FUCA1 is a p53 target gene

We first identified the FUCA1 gene as a p53‐inducible gene by comprehensive microarray expression analysis of a cell line that expresses ts‐p53.6 As shown in Figure 1(a), FUCA1 mRNA is induced by ts‐p53 at the permissive temperature. We further confirmed that FUCA1 mRNA is induced by DNA damage caused by γ‐ray irradiation, adriamycin, UV, etoposide, or 5‐FU in cell lines that have wild‐type p53 (Fig. 1b–f). Induction of FUCA1 mRNA was not observed in cell lines that do not have functional p53 (Fig. 1d–f). We further analyzed whether FUCA1 mRNA is upregulated by exogenous p53 expression. As shown in Figure 1(g), expression of p53 strongly induced mRNA expression of both FUCA1 and a representative p53 target gene, PHLDA3, in p53‐null Saos2 cells.

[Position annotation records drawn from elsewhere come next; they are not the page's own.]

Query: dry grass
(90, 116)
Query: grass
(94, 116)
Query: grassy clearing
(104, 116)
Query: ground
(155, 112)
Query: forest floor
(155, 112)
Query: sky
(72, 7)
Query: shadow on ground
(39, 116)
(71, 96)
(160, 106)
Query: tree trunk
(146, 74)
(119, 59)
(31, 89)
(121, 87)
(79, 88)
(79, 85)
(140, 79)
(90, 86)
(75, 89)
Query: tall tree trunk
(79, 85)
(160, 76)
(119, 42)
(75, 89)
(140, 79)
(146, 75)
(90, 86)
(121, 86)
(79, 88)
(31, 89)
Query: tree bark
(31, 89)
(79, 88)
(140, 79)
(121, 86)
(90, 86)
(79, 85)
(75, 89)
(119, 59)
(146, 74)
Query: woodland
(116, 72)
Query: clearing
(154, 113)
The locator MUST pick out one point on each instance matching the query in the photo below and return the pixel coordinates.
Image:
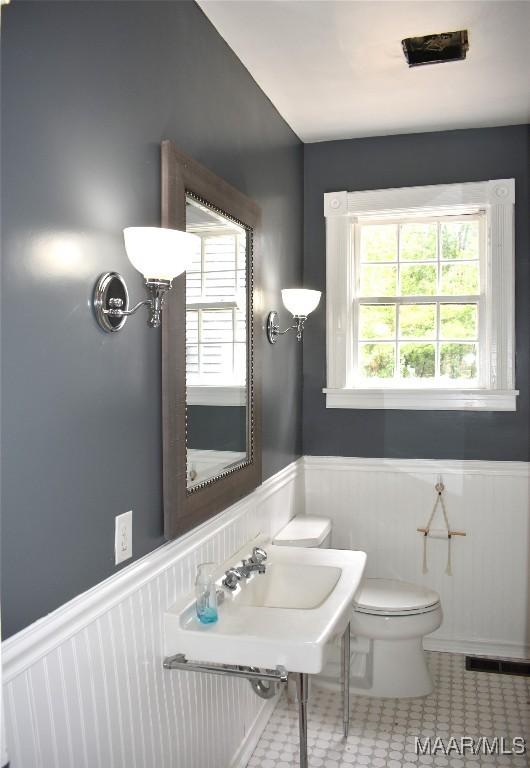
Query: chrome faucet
(255, 564)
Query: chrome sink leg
(302, 684)
(345, 679)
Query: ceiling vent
(435, 49)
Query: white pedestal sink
(284, 617)
(280, 620)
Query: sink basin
(290, 586)
(285, 617)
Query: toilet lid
(303, 531)
(390, 596)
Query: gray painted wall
(401, 161)
(89, 89)
(216, 427)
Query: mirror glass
(216, 345)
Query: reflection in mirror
(216, 345)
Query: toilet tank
(305, 531)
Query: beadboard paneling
(85, 686)
(376, 506)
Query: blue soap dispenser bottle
(205, 593)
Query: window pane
(458, 361)
(377, 360)
(377, 321)
(458, 321)
(417, 361)
(417, 321)
(379, 242)
(217, 325)
(418, 242)
(459, 279)
(418, 280)
(378, 280)
(459, 240)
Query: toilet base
(385, 669)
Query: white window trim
(341, 209)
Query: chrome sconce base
(273, 327)
(111, 301)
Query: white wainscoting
(377, 504)
(85, 687)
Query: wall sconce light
(160, 255)
(300, 302)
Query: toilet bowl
(389, 621)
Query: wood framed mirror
(211, 403)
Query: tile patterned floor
(382, 731)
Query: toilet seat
(390, 597)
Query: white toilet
(389, 620)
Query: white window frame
(225, 394)
(342, 210)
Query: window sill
(423, 400)
(216, 395)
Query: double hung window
(420, 297)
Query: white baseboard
(478, 648)
(253, 735)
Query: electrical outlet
(123, 537)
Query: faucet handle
(232, 577)
(258, 555)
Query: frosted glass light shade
(300, 301)
(159, 253)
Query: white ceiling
(336, 70)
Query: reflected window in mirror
(216, 344)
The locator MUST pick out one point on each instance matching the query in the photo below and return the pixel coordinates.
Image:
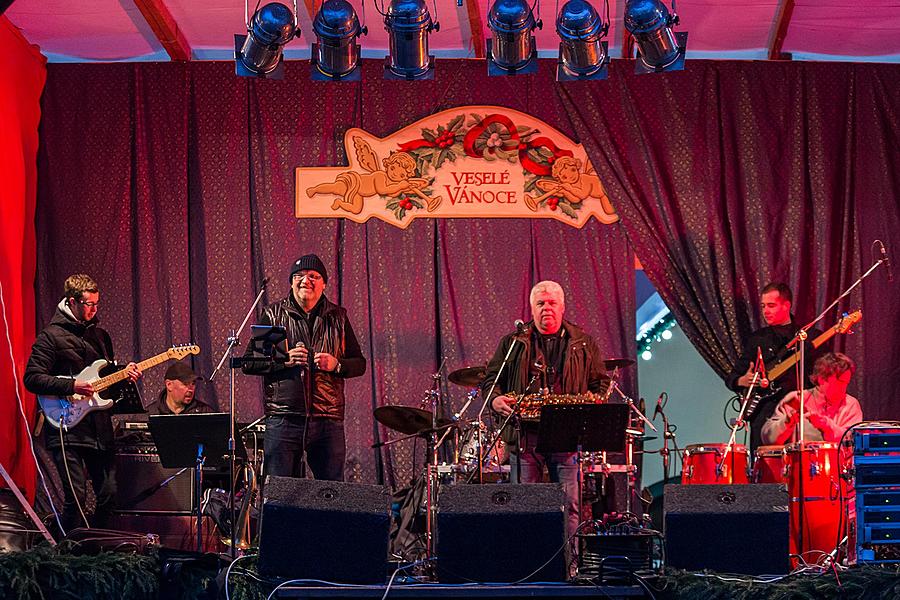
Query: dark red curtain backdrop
(730, 175)
(173, 185)
(21, 81)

In addition, we analyzed the correlation between p53 status and FUCA1 mRNA expression in breast cancer tissues. As shown in Figure 1(h), FUCA1 expression was significantly lower in cancers with mutant p53 compared to p53 wild‐type cancer tissues. Collectively, these results indicate that FUCA1 expression is regulated by p53.

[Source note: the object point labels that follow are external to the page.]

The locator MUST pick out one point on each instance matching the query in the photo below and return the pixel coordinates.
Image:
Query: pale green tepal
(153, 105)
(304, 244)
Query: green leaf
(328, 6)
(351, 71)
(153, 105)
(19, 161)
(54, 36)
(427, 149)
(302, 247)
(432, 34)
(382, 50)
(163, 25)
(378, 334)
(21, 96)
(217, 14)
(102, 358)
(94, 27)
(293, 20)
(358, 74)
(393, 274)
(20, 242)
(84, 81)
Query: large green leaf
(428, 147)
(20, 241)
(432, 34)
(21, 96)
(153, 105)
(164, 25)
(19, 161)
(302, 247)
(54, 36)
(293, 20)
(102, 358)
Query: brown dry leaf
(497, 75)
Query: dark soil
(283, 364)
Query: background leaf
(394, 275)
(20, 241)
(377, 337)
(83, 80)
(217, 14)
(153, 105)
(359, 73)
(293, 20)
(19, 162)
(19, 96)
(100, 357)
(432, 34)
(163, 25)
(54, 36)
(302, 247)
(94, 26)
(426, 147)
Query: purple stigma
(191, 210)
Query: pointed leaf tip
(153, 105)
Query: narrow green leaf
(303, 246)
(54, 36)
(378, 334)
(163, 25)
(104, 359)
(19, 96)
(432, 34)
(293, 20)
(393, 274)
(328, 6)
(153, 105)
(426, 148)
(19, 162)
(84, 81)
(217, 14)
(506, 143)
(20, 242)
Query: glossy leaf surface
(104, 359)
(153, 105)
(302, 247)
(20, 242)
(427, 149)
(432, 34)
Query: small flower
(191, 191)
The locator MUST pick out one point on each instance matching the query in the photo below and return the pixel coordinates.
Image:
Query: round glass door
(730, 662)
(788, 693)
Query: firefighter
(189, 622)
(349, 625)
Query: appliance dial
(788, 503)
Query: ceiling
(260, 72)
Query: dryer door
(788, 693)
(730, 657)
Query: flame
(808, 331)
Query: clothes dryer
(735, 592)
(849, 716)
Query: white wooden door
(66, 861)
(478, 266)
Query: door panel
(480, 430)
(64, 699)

The FUCA1 genomic region was analyzed by ChIP‐seq analysis of HCT116 p53 +/+ and HCT116 p53−/− cells that were treated with 5‐FU or untreated (Fig. 2a). This analysis identified a p53‐binding site in intron 1 of the FUCA1 gene. After 5‐FU treatment, H3K27 acetylation was detected around this p53 binding site in HCT116 p53+/+ cells but not in HCT116 p53−/− cells, indicating that this p53‐binding region functions as an active enhancer in cells expressing p53. The DNA surrounding the p53‐binding region is marked by H3K4 mono‐methylation in the absence of 5‐FU treatment, and this increases following 5‐FU treatment. Phospho‐RNA pol II binding at the transcription initiation site is also detected in the absence of 5‐FU treatment, and is increased after 5‐FU treatment in HCT116 p53+/+ but not in HCT116 p53−/− cells. H3K4 trimethylation at the transcription initiation site is also detected and does not change with 5‐FU treatment. These data show that FUCA1 is transcribed under unstressed conditions but is more actively transcribed under stressed conditions in a p53‐dependent manner.

Figure 2

is a direct target gene of p53. (a) HCT116 p53+/+ or p53−/− cells were treated with or without 5‐fluorouracil (5‐FU), and p53 ChIP sequencing analysis was carried out. Genomic locus of is shown together with the results obtained. ChIP sequencing analyses were carried out using antibodies against p53, H3K27ac, H3K4me1, H3K4me3, and phospho‐RNAP II. A p53 binding site (p53RE) was identified within intron 1 of the gene. (b) ChIP assay was carried out for intron 1, which contains the p53RE. A Saos2 cell line that stably expresses a temperature‐sensitive p53 (ts‐p53) was used to analyze p53 binding to the promoter. p53 binding to p53RE was analyzed at the non‐permissive (38°C) and permissive (32°C) temperatures. The positions amplified by PCR (131‐bp fragment was amplified) are shown. (c) The 131‐bp fragments within intron 1 containing wild‐type or mutant p53RE were cloned upstream of a firefly luciferase reporter gene with a minimal promoter, and a luciferase reporter assay was carried out. Constructs were tested for transactivation by WT p53 and p53‐V143A. The assay was undertaken 24 h post‐transfection. mt, mutant.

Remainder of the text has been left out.